Making permanent the principle of national origin quotas, the Johnson-Reed Act served as the basis for U.S. immigration policy until the McCarran-Walter Immigration and Naturalization Act (1952). The measure established an overall annual quota of 153,700, allotted according to a formula based on 2 percent of the population of each nation of origin according to the census of 1890. Countries most favored according to this formula were Great Britain (43 percent), Germany (17 percent), and Ireland (12 percent). Countries whose immigration had increased dramatically after 1890—including Italy, Poland, Russia, and Greece—had their quotas drastically slashed.

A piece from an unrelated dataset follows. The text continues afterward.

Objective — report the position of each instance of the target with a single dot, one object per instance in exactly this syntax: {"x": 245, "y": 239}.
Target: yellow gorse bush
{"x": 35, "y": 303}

Following passage of the Emergency Quota Act in 1921, isolationist opinions hardened in the country. As the politics of eastern Europe remained turbulent, the Soviet experiment became more publicized, and the racialist message of eugenics became more widely accepted, American politicians determined that a permanent measure to dramatically reduce immigration was needed. The Johnson-Reed Act ensured that the vast majority of future immigrants would, in the words of Tennessee congressman William Vaile, “become assimilated to our language, customs, and institutions,” and “blend thoroughly into our body politic.” Immigrants born in independent countries of the Western Hemisphere were not subject to the quota. Other nonquota immigrants included wives of citizens and their unmarried children under 18 years of age; previously admitted immigrants returning to the country; ministers and professors, their wives, and their unmarried children under 18; students; and Chinese treaty merchants. The Johnson-Reed Act prohibited entry of aliens not eligible for citizenship, thereby formally excluding entry of Japanese, Chinese, and other Asian immigrants. The 2 percent formula was designed to be temporary and was replaced with an equally restrictive formula in 1927 that provided the same national origin ratio in relation to 150,000 as existed in the entire U.S. population according to the census of 1920.